Dawn Phenomenon: High morning GRBS caused by a normal physiological surge of growth hormone and cortisol in the early morning hours, creating insulin resistance. 3 AM sugars will be normal or high. Treatment: Increase the night NPH/Premix or shift it closer to bedtime.
Rule of 15 for Hypoglycaemia: If GRBS < 70 mg/dL: Administer 15 grams of fast-acting carbohydrate (e.g., 3 tsp sugar in water, 1/2 cup juice). Recheck GRBS in exactly 15 minutes. Repeat if still < 70 mg/dL. Once > 70, follow with a complex carb snack to prevent recurrence.
Specialised Inpatient Scenarios
Tube Feed Insulin Strategy: Match the insulin profile to the feed delivery pattern. Continuous feeds: NPH q6h or basal q24h (each covering ~1 U per 10 to 15 g of carbohydrate). Bolus feeds: Regular insulin SC 30 min before each feed (1 U per 10 to 15 g). Cyclic / nocturnal feeds: NPH at feed start; stop / taper 1 h before feed ends to prevent post-feed hypoglycaemia. If the feed is interrupted unexpectedly > 2 h, start D10 IV at the prior feed rate until feed resumes.
TPN Insulin Rule: Add insulin directly to the TPN bag. Start at 0.1 U Regular per g of dextrose (e.g., 250 g dextrose → 25 U in bag). Add a separate SC sliding scale for breakthrough hyperglycaemia. Never use a separate IV insulin infusion alongside TPN — if TPN stops abruptly, profound hypoglycaemia results. If TPN must be stopped suddenly, run D10 IV at the prior TPN rate × 1 to 2 h.
U-500 Regular (Severe Insulin Resistance): Indicated when TDD > 200 U/day (or > 2 U/kg/day). U-500 is 5× more concentrated than U-100, so dose in volume units (e.g., 200 U of U-100 = 40 "volume units" of U-500). Dosing errors are catastrophic. Use only dedicated U-500 syringes or U-500 pens — never standard U-100 syringes. Endocrine consult mandatory. Avoid in ICU / critical illness (use U-100 infusion there).
Postpartum Insulin Cliff: Within 1 to 2 hours of placental delivery, insulin requirements drop by ~50% (loss of placental hPL, cortisol, oestrogen). Continuing pregnancy-era doses is the commonest cause of postpartum DKA in T1DM. Action: Reduce basal to 50% of pre-pregnancy TDD immediately. Breastfeeding reduces requirements by a further 10 to 20%. For GDM, most patients normalise within 24 to 48 h and can stop insulin entirely with monitoring.

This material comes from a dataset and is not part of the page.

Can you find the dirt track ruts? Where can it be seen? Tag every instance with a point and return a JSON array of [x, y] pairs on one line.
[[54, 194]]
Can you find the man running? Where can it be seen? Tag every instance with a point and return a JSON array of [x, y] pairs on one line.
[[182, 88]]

Sick Day Rules (T1DM): NEVER stop basal insulin during illness, even when not eating. Counter-regulatory hormones raise insulin needs by 10 to 20% during febrile illness. Check ketones if GRBS > 250 mg/dL or if unwell with normal GRBS. Frequent correction doses (q3-4h) of Regular insulin. Hospitalise if vomiting plus moderate/large ketones — this is impending DKA.
Active Labour Glucose Target: Maintain capillary BG 70 to 110 mg/dL throughout labour using IV insulin infusion + D5NS at 100 to 125 mL/h. Tight intrapartum control reduces neonatal hypoglycaemia at delivery. Hourly capillary BG. For elective C-section: hold all SC insulin morning of surgery, use IV protocol until eating.